Control-Glucose (mg/dL)

EDTA-Glucose (mg/dL)

0

0

0

0

0

Table4: Utilizing the chelating agent EDTA to determine if Lactase activity is dependent upon a cofactor

As seen above, there was a variation of the amount of control glucose ranging from 250mg/dl to 500mg/dl in all the instances except in one where EDTA glucose was recorded at 100mg/dl against control of 500mg/dl.

Discussion

Temperature is one factor which affects enzymatic activities as seen in table 1 above. As the temperature increased, the rate at which enzyme lactase hydrolyzed the lactose into glucose and galactose increased, and did not seem to slow down until 40 degrees Celsius. After reaching 40 degrees, the reaction stabilized and started lowering after 60 degrees Centigrade. From this observation, it is clear that temperatures between 0 to 25 degrees were too cold and slowed activity of enzyme lactase. Therefore, the rising temperature resulted in faster rate of reaction due to the increasing kinetic energy of the molecules; the molecules gained more energy and moved faster, causing more collisions the enzymes and substrate molecules, thus forming more products. In line with this, as the temperature increased towards lactase's optimum, 40 degrees, the production steadily increased and was able to work efficiently without denaturing. However, as the temperature rose above 60 degrees, the rate of reaction gradually decreased; the temperatures between 80 and 100 degrees Celsius were too hot resulting in denaturation of the protein making it non-functioning (Schneider, Corona, Rosales, Schneider, Rodriguez, & Pineda, 1990). Besides, temperatures above 80 degrees Celsius resulted in more energy which disfigured the enzyme's active site making it lose shape and subsequently stopping the reaction. The major challenge of this experiment is that it is difficult to see the color change due to the milk used and time when this color change exactly occurs. In addition, the test strips colorations may have been interpreted incorrectly due to human error. Also the handling of tubes could have caused the temperatures to be different than stated. There is a possibility of the tubes warming from too much before reading, leading to skewed results. Observing the effects of temperature on the production of glucose, it can be concluded that the optimal level for activity of the production of glucose is at temperature level of between 40 and 60 degrees Celsius. The results for optimal temperature for enzymatic activity may not be accurate due to varying interpretation of the color by different people as well as human errors during the addition of lactase with the pipette. In addition, were the tubes to be placed in the water bath for long, the temperature results could show different results; thus, a repetition of the experiment can be initiated to bring different accurate results.

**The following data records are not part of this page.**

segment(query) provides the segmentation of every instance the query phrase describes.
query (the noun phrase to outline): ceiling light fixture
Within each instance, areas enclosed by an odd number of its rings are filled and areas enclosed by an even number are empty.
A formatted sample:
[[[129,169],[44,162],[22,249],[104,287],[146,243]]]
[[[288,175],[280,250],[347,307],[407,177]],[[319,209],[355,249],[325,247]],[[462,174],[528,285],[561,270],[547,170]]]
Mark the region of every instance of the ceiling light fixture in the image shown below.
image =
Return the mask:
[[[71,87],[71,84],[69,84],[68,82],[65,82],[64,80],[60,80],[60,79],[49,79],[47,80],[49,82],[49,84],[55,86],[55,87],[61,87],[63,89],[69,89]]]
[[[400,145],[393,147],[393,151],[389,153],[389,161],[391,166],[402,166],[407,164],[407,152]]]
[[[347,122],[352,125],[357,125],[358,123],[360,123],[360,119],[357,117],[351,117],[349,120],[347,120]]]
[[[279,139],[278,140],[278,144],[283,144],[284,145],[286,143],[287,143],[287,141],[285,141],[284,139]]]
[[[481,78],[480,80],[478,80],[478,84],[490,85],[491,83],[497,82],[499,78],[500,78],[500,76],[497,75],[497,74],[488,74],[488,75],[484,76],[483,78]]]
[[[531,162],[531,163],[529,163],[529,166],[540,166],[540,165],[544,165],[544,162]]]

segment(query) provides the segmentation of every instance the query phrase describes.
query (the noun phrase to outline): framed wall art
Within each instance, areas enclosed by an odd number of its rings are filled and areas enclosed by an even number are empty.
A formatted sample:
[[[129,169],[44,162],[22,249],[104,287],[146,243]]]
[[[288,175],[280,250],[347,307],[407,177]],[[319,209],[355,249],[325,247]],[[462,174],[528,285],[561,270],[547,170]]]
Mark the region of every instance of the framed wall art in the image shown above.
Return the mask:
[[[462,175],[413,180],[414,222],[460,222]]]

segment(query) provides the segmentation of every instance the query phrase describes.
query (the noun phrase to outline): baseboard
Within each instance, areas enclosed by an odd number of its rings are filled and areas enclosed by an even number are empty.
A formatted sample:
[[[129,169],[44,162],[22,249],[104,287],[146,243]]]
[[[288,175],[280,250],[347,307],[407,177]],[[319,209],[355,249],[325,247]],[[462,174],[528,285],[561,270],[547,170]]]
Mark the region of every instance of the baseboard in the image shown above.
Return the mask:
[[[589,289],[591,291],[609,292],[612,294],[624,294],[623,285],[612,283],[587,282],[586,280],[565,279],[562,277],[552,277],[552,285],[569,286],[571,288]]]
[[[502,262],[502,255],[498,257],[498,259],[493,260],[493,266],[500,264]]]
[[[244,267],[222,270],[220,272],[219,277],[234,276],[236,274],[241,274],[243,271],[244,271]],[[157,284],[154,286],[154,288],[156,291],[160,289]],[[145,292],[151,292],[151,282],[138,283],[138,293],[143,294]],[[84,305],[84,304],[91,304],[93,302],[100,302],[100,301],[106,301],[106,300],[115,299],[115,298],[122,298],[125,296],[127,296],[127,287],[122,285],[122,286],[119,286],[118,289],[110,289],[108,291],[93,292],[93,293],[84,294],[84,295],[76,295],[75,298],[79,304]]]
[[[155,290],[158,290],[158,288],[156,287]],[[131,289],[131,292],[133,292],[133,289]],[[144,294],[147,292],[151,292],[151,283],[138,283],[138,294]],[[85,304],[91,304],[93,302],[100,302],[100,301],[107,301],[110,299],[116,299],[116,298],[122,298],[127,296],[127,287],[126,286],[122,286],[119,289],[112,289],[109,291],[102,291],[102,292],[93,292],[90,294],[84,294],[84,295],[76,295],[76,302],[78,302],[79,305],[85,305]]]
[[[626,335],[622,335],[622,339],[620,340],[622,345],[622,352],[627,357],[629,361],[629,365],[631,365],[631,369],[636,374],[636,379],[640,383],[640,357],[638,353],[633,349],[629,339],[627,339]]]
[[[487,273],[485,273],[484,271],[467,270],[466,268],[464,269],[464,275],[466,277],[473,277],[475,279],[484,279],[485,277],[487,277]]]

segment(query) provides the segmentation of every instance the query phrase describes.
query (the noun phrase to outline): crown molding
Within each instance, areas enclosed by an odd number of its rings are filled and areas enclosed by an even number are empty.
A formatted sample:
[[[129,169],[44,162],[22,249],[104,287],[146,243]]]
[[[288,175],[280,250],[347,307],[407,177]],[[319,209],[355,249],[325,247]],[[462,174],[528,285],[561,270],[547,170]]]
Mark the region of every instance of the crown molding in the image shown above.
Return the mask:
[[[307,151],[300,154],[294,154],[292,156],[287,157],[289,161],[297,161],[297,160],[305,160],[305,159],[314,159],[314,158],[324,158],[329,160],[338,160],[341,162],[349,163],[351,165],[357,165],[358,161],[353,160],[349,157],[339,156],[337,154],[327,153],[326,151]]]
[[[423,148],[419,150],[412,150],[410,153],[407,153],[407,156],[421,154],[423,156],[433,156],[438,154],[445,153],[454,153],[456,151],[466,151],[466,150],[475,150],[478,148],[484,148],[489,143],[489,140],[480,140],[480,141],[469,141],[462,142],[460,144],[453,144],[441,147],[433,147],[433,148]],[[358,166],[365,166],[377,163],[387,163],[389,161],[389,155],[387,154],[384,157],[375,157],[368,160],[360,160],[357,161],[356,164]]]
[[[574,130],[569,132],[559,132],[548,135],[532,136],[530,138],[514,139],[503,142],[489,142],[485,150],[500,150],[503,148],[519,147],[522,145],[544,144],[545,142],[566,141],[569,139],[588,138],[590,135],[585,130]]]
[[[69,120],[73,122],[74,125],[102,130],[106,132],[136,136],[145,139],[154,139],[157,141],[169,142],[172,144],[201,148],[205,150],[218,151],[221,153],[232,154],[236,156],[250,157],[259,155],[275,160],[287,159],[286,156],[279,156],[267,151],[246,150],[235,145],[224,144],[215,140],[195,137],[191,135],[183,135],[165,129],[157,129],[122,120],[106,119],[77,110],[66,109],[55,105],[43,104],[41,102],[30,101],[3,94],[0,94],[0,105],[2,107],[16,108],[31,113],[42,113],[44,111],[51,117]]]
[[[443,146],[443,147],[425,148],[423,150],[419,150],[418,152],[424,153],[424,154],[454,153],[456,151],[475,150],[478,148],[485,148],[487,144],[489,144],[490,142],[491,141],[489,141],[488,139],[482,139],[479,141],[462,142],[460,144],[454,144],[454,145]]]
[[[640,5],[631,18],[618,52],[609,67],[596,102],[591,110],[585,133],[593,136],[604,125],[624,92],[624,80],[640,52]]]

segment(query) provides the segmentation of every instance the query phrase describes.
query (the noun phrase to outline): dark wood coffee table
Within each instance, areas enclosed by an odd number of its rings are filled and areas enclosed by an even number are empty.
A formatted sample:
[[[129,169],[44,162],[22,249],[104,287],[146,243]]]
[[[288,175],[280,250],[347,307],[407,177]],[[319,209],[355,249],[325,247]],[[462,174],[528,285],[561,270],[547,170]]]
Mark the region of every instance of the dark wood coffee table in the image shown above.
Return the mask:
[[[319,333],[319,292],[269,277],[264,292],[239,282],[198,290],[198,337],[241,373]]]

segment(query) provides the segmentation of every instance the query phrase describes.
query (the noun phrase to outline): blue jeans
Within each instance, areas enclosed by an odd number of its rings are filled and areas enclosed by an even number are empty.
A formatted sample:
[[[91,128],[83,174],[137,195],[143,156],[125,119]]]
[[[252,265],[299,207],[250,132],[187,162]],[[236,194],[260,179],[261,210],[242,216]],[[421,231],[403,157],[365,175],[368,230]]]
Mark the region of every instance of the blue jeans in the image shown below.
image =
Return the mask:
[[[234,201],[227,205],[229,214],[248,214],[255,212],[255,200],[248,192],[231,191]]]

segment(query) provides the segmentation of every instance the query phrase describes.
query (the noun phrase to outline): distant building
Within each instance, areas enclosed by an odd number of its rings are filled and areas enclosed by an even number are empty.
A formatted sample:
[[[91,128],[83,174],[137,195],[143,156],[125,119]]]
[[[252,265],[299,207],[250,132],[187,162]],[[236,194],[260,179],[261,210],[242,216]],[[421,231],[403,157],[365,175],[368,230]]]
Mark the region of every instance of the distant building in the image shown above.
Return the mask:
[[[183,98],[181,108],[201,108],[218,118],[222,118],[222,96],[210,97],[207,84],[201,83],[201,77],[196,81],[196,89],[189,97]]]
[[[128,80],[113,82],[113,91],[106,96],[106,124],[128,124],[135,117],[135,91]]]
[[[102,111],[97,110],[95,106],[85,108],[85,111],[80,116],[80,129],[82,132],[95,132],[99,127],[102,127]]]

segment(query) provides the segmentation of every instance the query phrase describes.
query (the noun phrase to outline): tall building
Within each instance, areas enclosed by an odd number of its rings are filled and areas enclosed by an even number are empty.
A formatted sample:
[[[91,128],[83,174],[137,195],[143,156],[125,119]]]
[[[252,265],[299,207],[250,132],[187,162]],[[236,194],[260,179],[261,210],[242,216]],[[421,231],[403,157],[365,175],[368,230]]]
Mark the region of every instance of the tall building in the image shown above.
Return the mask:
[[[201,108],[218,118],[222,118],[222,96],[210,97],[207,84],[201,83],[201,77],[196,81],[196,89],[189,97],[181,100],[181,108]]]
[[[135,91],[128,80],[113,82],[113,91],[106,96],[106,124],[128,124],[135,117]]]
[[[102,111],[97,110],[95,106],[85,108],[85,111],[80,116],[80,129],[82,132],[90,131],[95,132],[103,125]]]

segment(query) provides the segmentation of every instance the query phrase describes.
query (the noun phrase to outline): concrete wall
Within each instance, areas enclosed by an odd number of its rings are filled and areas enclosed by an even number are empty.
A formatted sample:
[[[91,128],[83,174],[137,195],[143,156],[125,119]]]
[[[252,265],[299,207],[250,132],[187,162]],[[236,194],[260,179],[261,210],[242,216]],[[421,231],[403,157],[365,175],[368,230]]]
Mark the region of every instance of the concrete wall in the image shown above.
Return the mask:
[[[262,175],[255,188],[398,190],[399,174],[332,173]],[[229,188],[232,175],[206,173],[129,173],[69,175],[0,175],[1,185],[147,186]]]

Fluctuating low and high pH levels results in loss of enzymatic activity as they result in changes in the shape of enzymes' active sites. Looking at the results it can concluded that when the pH was about 7, glucose production was at optimum with an output of 500mg/dL. Besides, between pH 2 and7, enzyme lactase was catalyzing the reaction at the maximum rate and greatest amount of glucose was produced (Naim, Sterchi, & Lentze, 1987). In addition, pH levels above 10 and 12 led to a decline in the amount of glucose produced; at this pH, ionic bonds holding the tertiary structures of enzyme lactase within the active site broke resulting in low reaction. Moreover, at pH above 10, the lost their shape as became non-functional. At this high pH, the substrate molecules were unable to fit into the enzyme's active sites and enzyme-substrate complexes could not be formed and the reaction stopped. Observing the effects of pH on the production of glucose, it can be concluded that the optimal level for activity of the production of glucoseshould be a pH level of 2-7. . In addition, misinterpretation of the color changes and human errors during addition of lactase with the pipette may be issues during formulating the results. Additionally, placing the tubes for a long period of time could affect the pH results and therefore, re-working on the experiment is recommended. After examining the temperature and pH results for this enzyme it is possible that it may have come from both bacteria and human.